Let me set the scene for you.

The setting: A loungeroom in Sydney’s Inner West.

The characters: Me and a mate.

My mate was a beer drinker by nature, but beer of choice dictated largely by cost. Ordinarily, Coopers; if money was loose, Little Creatures. Over the years I’ve known him, I’ve shared some of my most gleaming treasures with him – from New Zealand pilseners to Norwegian barley wines and everything in between. Each and every beer was met with a stirring anticlimax of “I like that”. Full stop.

Then I found it. One day at the bottle shop, I wasn’t looking for anything in particular, I just wanted something I hadn’t tried before. The beer I found was Petrus Aged Pale, from the Bavik Brewery in Belgium – a barrel-aged version of their Oud Bruin, a brown beer style originating from the Flanders region and distinctive for its sour taste.

His opinion, on this occasion? “That’s really nice, I like that”. Full Stop.

Or so I thought.

Skip forward a month. I was hosting a BBQ in my flat, and I’d written on the invite “Don’t BYO”, as I had too much booze to go around. Nevertheless, my mate shows up with a bottle in a brown paper bag. With no ceremony, he unveils it to me. Of all things to bring to a BBQ, he’s brought a Gueuze Lambic – possibly the sourest of sour beers.

It was my epiphany moment.

Without knowing it, and without trying, I’d turned my friend from a beer drinker to a beer explorer, like me. I was obsessively seeking out anything new in beer; he had started to actively seek out sour beer. He goes at a different pace to me, but I feel I’d opened another dimension to him, and he was willingly going in and having a look around.

In short, my beer journey had come full circle. While I had never experienced that moment of beer epiphany, it was nice that I’d played a part in somebody else’s.

One Aussie converted; 22,625,300 to go.

The beer scene in Australia is currently undergoing rapid growth, but it is still very much in its infancy. Beers don’t have a found audience, unless they belong to the formidable army of General Carlton or Colonel Lion Nathan. The audience needs to find them.

I’d found Petrus for my friend, not because a semi-naked woman screamed out at me from a bus shelter ad, but because I was looking for new things. He’d found a gueuze to share with me, not because a billboard told him ‘gueuze gets you laid’, but because he’d gone to a liquor store I’d recommended (Platinum Liquor, North Strathfield) and asked Adam for ‘a sour beer’.

The experience with my friend has taught me that Aussie beer drinkers are indeed willing to try something new. But since, to find anything new, they need to go out and look for it, they need to be aware of what’s out there. But to paraphrase an old movie cliché: if you brew it, they will come.
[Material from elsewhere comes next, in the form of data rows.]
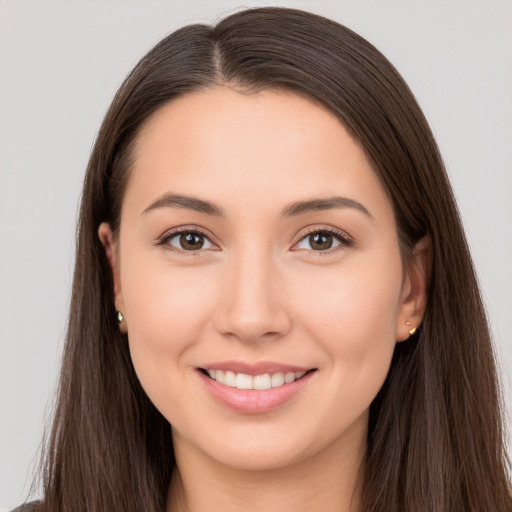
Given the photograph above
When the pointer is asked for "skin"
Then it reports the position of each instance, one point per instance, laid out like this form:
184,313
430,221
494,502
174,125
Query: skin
260,290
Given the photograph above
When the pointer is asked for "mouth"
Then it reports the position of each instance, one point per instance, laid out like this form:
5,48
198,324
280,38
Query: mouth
259,382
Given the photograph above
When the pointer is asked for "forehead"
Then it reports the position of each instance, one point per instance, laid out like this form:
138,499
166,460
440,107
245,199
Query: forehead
253,148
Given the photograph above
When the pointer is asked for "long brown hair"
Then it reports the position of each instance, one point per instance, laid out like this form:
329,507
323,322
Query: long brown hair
435,440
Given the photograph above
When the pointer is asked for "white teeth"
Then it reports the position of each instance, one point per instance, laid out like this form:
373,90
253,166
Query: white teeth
230,379
277,379
243,381
261,382
258,382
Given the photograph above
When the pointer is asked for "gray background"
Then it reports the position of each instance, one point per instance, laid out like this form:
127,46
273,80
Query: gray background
60,64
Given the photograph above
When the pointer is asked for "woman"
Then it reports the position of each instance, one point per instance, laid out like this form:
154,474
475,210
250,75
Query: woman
273,304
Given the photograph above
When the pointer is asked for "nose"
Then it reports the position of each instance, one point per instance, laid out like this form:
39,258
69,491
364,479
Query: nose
252,305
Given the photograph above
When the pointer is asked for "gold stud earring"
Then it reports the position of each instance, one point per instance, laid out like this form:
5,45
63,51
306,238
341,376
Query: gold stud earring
411,331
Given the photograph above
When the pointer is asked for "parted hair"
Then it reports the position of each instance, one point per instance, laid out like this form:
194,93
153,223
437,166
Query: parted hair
436,434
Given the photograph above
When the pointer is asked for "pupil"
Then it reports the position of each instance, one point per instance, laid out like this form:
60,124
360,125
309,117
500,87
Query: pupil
321,241
191,241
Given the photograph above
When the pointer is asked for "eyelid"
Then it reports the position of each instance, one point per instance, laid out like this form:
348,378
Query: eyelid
344,238
171,233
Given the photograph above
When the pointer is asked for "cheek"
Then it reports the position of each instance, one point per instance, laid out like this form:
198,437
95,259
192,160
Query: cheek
352,317
166,310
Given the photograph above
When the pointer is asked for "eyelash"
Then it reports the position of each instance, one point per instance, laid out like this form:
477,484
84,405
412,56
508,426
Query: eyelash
344,240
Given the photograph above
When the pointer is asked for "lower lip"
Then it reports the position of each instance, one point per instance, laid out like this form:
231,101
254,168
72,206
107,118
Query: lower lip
254,401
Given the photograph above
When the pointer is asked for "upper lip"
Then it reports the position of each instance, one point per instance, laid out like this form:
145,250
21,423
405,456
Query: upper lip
257,368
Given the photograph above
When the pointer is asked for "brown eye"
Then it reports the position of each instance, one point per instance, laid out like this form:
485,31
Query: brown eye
322,240
189,241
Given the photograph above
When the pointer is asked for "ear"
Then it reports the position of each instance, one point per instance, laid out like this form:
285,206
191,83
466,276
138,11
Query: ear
111,251
415,289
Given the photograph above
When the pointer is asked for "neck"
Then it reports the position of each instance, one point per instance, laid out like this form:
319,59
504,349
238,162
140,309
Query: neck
330,481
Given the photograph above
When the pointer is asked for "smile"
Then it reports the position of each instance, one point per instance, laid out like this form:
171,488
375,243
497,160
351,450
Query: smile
256,382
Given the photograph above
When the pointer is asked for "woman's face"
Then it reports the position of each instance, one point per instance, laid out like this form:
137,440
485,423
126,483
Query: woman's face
256,244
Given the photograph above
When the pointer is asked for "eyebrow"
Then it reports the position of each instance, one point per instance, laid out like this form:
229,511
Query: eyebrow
171,200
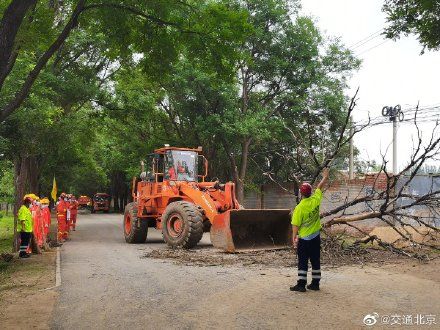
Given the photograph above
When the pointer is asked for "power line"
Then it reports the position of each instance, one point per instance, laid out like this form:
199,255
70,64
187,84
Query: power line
366,39
371,48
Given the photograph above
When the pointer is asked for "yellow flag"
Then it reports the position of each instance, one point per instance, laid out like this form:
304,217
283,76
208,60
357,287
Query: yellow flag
54,190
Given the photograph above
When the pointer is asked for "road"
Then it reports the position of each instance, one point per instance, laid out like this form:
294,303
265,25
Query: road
107,284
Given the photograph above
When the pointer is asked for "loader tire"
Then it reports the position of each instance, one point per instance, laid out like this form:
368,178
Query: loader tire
135,230
182,225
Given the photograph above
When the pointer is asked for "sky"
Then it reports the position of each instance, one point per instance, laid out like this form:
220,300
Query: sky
392,72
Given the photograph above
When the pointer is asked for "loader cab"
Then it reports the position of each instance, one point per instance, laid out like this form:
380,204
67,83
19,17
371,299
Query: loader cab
176,164
180,165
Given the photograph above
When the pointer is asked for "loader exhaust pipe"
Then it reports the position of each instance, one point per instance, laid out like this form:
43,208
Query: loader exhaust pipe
237,230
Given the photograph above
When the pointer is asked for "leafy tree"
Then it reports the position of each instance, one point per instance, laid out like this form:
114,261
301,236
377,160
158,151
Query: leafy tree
283,78
419,17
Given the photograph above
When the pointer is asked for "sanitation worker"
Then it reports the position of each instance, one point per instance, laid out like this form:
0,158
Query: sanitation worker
24,226
61,217
45,211
37,219
68,213
306,226
73,212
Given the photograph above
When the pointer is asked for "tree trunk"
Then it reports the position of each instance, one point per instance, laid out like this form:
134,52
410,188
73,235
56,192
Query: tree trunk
20,178
9,26
34,175
25,89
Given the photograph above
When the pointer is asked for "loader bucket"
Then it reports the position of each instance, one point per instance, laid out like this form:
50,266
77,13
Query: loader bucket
251,230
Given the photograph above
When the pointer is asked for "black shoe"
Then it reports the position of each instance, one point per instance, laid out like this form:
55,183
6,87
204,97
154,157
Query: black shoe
299,288
313,286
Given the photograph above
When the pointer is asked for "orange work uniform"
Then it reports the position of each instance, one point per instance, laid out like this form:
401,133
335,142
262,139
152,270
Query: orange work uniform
73,213
62,220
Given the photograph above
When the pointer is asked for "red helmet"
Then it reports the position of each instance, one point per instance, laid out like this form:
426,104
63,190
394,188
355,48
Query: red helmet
306,189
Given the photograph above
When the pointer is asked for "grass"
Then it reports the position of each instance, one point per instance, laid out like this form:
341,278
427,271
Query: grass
6,231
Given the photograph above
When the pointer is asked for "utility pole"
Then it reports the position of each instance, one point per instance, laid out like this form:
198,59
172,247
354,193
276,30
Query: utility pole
394,114
351,162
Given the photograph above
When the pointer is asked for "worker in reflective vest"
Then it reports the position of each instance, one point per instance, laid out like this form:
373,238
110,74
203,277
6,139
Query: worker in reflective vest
37,222
24,226
306,225
73,212
68,213
61,217
45,211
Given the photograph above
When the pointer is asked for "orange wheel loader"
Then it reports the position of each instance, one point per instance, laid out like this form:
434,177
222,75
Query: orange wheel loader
174,198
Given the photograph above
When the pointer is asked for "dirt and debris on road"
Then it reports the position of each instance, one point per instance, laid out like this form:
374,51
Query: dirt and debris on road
333,255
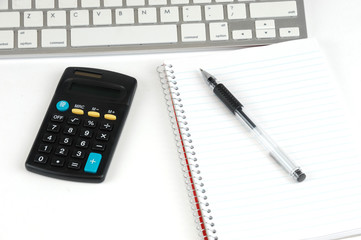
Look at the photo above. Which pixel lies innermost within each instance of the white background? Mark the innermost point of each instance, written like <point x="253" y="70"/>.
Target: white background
<point x="143" y="196"/>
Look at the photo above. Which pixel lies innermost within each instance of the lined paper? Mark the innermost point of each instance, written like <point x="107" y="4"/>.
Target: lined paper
<point x="287" y="89"/>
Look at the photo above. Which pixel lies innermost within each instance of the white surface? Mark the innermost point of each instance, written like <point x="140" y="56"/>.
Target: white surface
<point x="143" y="195"/>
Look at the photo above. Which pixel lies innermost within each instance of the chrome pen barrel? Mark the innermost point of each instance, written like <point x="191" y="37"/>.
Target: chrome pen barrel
<point x="271" y="147"/>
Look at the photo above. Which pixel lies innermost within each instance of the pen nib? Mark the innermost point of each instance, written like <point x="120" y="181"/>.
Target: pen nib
<point x="209" y="78"/>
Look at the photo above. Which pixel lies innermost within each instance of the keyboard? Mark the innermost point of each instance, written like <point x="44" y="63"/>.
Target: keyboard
<point x="75" y="27"/>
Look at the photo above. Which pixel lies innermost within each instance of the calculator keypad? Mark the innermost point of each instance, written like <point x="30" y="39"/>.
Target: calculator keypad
<point x="74" y="142"/>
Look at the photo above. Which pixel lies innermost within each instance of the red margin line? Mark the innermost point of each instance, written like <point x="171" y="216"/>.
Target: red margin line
<point x="199" y="212"/>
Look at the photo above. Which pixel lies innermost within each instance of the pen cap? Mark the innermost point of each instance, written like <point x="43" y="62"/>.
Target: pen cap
<point x="227" y="98"/>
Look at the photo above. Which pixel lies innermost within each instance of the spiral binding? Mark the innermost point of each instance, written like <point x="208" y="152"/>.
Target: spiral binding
<point x="187" y="154"/>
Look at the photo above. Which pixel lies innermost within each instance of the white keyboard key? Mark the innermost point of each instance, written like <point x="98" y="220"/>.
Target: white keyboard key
<point x="273" y="9"/>
<point x="6" y="39"/>
<point x="4" y="5"/>
<point x="192" y="13"/>
<point x="169" y="14"/>
<point x="113" y="3"/>
<point x="90" y="3"/>
<point x="202" y="1"/>
<point x="53" y="38"/>
<point x="56" y="18"/>
<point x="242" y="34"/>
<point x="102" y="17"/>
<point x="236" y="11"/>
<point x="214" y="12"/>
<point x="193" y="32"/>
<point x="265" y="33"/>
<point x="124" y="16"/>
<point x="68" y="3"/>
<point x="157" y="2"/>
<point x="265" y="24"/>
<point x="135" y="2"/>
<point x="123" y="35"/>
<point x="79" y="17"/>
<point x="33" y="19"/>
<point x="21" y="4"/>
<point x="290" y="32"/>
<point x="9" y="19"/>
<point x="147" y="15"/>
<point x="43" y="4"/>
<point x="27" y="39"/>
<point x="218" y="31"/>
<point x="180" y="1"/>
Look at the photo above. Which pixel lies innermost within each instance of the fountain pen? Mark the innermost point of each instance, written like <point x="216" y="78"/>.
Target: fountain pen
<point x="237" y="108"/>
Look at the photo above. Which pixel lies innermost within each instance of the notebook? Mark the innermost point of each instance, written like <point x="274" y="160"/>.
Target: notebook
<point x="236" y="190"/>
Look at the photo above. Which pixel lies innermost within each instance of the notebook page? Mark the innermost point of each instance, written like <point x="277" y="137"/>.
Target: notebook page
<point x="286" y="88"/>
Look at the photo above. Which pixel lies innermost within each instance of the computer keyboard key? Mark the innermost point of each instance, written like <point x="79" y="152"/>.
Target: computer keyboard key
<point x="135" y="3"/>
<point x="6" y="39"/>
<point x="236" y="11"/>
<point x="79" y="18"/>
<point x="124" y="35"/>
<point x="193" y="32"/>
<point x="21" y="4"/>
<point x="290" y="32"/>
<point x="90" y="3"/>
<point x="218" y="31"/>
<point x="273" y="9"/>
<point x="44" y="4"/>
<point x="53" y="38"/>
<point x="9" y="19"/>
<point x="33" y="19"/>
<point x="27" y="39"/>
<point x="68" y="3"/>
<point x="4" y="5"/>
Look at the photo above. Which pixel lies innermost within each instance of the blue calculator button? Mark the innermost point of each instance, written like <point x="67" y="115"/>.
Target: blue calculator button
<point x="62" y="106"/>
<point x="93" y="162"/>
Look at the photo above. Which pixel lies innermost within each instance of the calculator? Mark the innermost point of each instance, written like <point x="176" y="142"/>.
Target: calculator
<point x="82" y="125"/>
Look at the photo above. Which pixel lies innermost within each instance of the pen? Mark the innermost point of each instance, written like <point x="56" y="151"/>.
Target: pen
<point x="237" y="108"/>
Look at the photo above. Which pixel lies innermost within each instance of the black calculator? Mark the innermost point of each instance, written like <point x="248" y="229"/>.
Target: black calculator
<point x="82" y="125"/>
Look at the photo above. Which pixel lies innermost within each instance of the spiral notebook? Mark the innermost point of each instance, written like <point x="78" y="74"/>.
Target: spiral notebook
<point x="236" y="190"/>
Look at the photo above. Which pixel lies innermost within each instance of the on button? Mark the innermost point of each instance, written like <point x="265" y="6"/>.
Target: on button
<point x="62" y="106"/>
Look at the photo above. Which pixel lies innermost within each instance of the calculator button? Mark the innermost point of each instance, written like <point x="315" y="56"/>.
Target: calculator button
<point x="44" y="148"/>
<point x="69" y="130"/>
<point x="57" y="118"/>
<point x="66" y="141"/>
<point x="98" y="147"/>
<point x="62" y="106"/>
<point x="90" y="123"/>
<point x="106" y="126"/>
<point x="74" y="120"/>
<point x="103" y="136"/>
<point x="49" y="137"/>
<point x="93" y="114"/>
<point x="82" y="143"/>
<point x="86" y="133"/>
<point x="110" y="117"/>
<point x="77" y="111"/>
<point x="52" y="127"/>
<point x="40" y="158"/>
<point x="57" y="162"/>
<point x="61" y="151"/>
<point x="93" y="162"/>
<point x="78" y="154"/>
<point x="74" y="165"/>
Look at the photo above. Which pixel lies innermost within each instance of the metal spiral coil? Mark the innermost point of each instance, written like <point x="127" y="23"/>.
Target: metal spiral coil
<point x="187" y="154"/>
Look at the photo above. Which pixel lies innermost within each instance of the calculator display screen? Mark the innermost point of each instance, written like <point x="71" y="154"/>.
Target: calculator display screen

For my part, I’m happy with the gift I’ve shared with my friend. But there’s a world of good beer on our very own doorstep, and most people don’t know to look, because they’re blinded by the stabbing neon lights of the big brewing companies. Sour beer? Just one of many examples of new dimensions on the road to better beer.

Aussie beer drinkers need a guide – and whether it takes the form of a book, a map, a signpost, whatever – it doesn’t matter. I, for one, am here for them.

The question of ‘How did I get to this point’ in my own journey is irrelevant. In the journey of beer discovery, ‘this point’ doesn’t exist. The journey goes on. For now, it’s a question of who my next followers will be.